毎年行われており、今年は感染症対策のため一般傍聴はなく、ニコニコ生放送やYoutube上で見ることができます。
レビューのスケジュールは以下の通りです。
こうした取り組みは、事業がきちんと行われているか、また税金の無駄遣いがされていないかを一般に知ることができる良い機会だと思います。
同時に、政府側からすれば有識者からの突っ込みに耐えうるだけの理論武装をする必要があるため、国会議員に追及された場合に備えた練習となったり、国民の認知度が低い事業の広報の場として活用することもできるでしょう。
一方、行政を評価する仕組みとしては他にもいくつかあり、例えば公正取引委員会は毎年各省の決算を点検し、総理に検査結果を提出しています。
▼公正取引委員会の検査についてはこちら
また総務省の行政評価局では政策評価が行われており、効果的・効率的な行政の推進を目的として制度が運用されています。
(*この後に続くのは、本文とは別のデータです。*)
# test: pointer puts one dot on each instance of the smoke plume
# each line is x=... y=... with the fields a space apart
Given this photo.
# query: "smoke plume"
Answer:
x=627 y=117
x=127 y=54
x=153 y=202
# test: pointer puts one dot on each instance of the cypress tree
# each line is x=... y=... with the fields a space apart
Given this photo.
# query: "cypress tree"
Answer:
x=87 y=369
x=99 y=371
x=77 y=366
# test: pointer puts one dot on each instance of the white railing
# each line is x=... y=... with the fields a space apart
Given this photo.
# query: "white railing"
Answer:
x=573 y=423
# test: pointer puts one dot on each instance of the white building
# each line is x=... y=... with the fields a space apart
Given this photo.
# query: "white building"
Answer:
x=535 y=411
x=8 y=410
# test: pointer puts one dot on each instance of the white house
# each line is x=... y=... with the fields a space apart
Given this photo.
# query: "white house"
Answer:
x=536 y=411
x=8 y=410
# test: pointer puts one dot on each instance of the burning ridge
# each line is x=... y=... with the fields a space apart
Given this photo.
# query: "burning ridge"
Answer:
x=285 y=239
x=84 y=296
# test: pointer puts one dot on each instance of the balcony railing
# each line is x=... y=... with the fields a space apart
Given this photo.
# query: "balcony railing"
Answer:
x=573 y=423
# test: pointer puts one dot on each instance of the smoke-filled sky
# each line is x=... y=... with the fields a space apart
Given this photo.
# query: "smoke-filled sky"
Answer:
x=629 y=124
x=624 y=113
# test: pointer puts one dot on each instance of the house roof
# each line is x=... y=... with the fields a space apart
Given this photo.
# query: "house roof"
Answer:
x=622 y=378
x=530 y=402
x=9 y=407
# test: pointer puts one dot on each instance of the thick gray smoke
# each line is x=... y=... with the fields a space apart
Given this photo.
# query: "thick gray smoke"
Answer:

歴史的には公正取引委員会が戦後に生まれ最も古く、総務省の前身である総務庁、さらにその前身である行政管理庁も同様に戦後新設されていますが、今のような政策評価制度が行われるようになったのは平成14年からです。
この中ですと行政事業レビューが最も新しく、旧民主党政権で行われていた「事業仕分け」を衣替えする形で平成25年から始まっています。
政府の施策では似たような取り組みが林立することもしばしばですが、細かい所管が異なっていたり(国民にとっては大差ない)、一方の歴史が長かったりする場合なかなか一本にまとめたり、施策を廃止したりということは難しいようです。
ましてや政策評価をする、行政の無駄をなくすための組織や取り組みを廃止するのは、普段「税金の無駄遣いをやめよ」と語る国会議員やメディア、国民からの反発も予想され、相当なエネルギーが必要になると思われます。
しかし本来は、そもそも行政の無駄が出ないように予算を編成、執行するべきであり、政策評価の制度が無かったとしても事業を行う省庁自ら点検・改善するのが筋でしょう。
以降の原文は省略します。